Keyne Cheshire
Joel O. Conarroe Professor of Classics
Education
- Ph.D. University of North Carolina, Chapel Hill
- B.A. Carleton College
Background
I had no idea what “Classics” meant when I started college, but the study of Greco-Roman antiquity drew me in for three reasons. First, it didn’t take me long to see how fundamental “classical” thought was to the liberal arts, and to nearly every discipline I might study: cultural studies, science, political thought, mathematics, history, literature, visual art, music, drama, physics, grammar, philosophy, and an array of languages! Second, while this degree of influence might imply likeness, the more I investigated antiquity, the more utterly alien their cultures appeared to me. In an increasingly globalized world, I found such difference a refreshing challenge to modern assumptions about humanity and cultural “norms.” How could I not study this? Third, I came to see that while European and American imperialist patriarchies have long labeled the ancient Greeks and Romans “Western” and “white,” concepts that did not even exist in antiquity, the field of classics actually offers a rich intellectual heritage that transcends gender, race, and geography. Classical thought is a heritage of choice, a heritage of the mind, for any who would have it through study. How could I not share this with others?
Sharing Greco-Roman antiquity, then, is exactly what I’ve been doing at 51 since 2002. Most of my teaching is devoted to the ancient Greek and Latin languages, from beginning to advanced. There’s nothing like drinking straight from the source! Other courses have included Greek and Roman Literature in Translation, courses in the Humanities and Writing programs, and Literary Translation: Theory and Practice.

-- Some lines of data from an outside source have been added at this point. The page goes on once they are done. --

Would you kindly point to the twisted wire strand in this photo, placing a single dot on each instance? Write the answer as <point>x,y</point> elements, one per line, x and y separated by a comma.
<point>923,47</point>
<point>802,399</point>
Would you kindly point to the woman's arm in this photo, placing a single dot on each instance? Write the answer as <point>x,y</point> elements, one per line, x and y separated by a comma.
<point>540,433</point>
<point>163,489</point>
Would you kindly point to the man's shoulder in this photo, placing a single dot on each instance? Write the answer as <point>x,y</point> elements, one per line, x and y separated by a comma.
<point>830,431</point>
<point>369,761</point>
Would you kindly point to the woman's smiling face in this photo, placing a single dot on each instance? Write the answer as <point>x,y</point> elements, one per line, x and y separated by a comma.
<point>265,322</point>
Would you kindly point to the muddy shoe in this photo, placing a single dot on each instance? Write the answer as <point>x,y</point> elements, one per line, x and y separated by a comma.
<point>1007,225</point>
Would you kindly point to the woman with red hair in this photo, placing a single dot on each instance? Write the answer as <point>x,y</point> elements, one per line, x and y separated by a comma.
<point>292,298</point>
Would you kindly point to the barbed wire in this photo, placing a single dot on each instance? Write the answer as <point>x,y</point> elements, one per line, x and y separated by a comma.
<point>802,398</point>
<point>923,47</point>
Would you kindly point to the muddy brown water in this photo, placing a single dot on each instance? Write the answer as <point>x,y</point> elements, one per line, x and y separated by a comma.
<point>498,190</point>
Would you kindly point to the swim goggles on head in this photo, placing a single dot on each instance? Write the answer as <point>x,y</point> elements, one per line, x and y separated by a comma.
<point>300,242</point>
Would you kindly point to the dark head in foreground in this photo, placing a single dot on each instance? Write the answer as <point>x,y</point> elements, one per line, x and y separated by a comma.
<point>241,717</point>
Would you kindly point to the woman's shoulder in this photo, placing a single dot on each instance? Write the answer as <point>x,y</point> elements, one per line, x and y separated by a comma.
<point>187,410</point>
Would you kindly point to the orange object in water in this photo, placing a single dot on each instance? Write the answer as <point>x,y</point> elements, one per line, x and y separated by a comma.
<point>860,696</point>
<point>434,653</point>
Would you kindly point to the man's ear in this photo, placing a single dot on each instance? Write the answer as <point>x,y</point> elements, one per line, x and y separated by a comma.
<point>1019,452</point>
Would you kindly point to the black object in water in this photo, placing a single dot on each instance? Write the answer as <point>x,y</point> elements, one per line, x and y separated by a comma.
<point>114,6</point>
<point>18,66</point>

My publications, scholarly and literary, include original poetry, a textbook on Alexander the Great, research in Hellenistic and Greek lyric poetry, and translations of Catullus and Sophocles. The last is a relocation of Sophocles’ tragedy Women of Trachis to a mythic Wild West, published as Murder at Jagged Rock. An interest in translating for performance led me to author a “transmigration” of a comedy by Aristophanes for the Theatre Department’s mainstage production in the fall of 2015: The Birds, A Cock and Gull Story. My ongoing projects are too many, but a commentary on Ovid’s Ibis and a piece on names in Book 9 of the Odyssey have my attention currently.
Other interests of mine include Euclid’s Elements and the ancient sky. Outside classics, I’m into beekeeping, ultimate frisbee, and shoeless running. I say, “outside classics,” but then beekeeping was an ancient art, a frisbee is not unlike a discus, and ancient Greek athletes – and Socrates – were notorious for going shoeless.
I currently serve as a regional vice president for the Classical Association of the Middle West and South, and as past president of the North Carolina Classical Association.